Tactical Tools for Internal Audit

• Task Forces: Assemble multidisciplinary teams (e.g., IT, operations, and compliance specialists) for special projects like cybersecurity audits or fraud investigations.
• Strike Teams: Use single-focus teams for targeted reviews, such as SOX testing or data analytics deep dives.

Why It Works:

1. Clarity: ICS’s structure ensures every auditor knows their role and scope, reducing duplication and gaps.
2. Scalability: Whether auditing a small issue or a global crisis, the structure adjusts to fit the complexity.
3. Communication: Clear reporting lines and designated roles streamline updates to leadership and stakeholders.

Bottom Line:

By borrowing elements of the ICS, Internal Audit can bring discipline, efficiency, and adaptability to complex situations—ensuring risks are managed effectively. Most importantly, being able to identify these areas within your own organizations could show gaps or areas of improvement.

Auditcraft:

Memo in lieu of controls existing

This one is for the auditors in the room (Are the auditors in the room with us right now?)… I recently faced a situation where control owners had operating controls, but they weren’t formalized and needed a gap analysis.

Normally, we’d rely on a policy, narrative, or process flow to guide our audit. In this case, none of that existed, and there was barely any documentation to sample from. So, what’s the move here?

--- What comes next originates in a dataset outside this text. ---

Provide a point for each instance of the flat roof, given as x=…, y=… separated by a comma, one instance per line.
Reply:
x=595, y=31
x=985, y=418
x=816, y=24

I suggested drafting a memo to outline the process, include recommendations, and treat it like a mini-audit report for the specific business objective. Note: This was an operational audit, which is less policy-heavy than SOX or compliance audits. Always follow the directives for your specific audit type.

What resulted was a pretty well-documented process that helped the control owners start formalizing their approach. That said, this method took a lot longer than other options, and it may not have been necessary since the control owners were already on board with the recommendations.

For less supportive control owners, this approach could help secure executive-level backing for recommendations. Win or lesson? Maybe both—but definitely a learning experience either way…

Tools of the Trade:

• Tool: Spotify
• Read: The Subtle Art of Not Giving a F*ckby Mark Manson
• Watch: All the Queen’s Horses by Kelly Richmond Pope

Foo:

Turns out networking is pretty cool

Earlier this week, I joined a new online community called the Internal Audit Collective (IAC). The IAC aims to provide training in Internal Audit and SOX compliance while fostering a network of industry professionals.

For those who know me, joining organizations hasn’t been my thing in the past. But lately, I’ve been challenging myself to step outside my comfort zone (hence this newsletter). Taking the leap with IAC has been incredible—I’ve already connected with so many talented professionals, many with years of experience in areas I aspire to grow. Most are leaders in their fields, and their insights have been truly inspiring.

Communities like this are what you make of them. You have to dive in and get involved, which isn’t always easy. For me, being part of something just starting out has been especially rewarding—I feel like I’m contributing to its growth. If you’re passionate about a particular industry or role, I highly recommend finding a group to join. It’s surprising how small the world feels when you meet people who are just a connection or two away from someone you already know.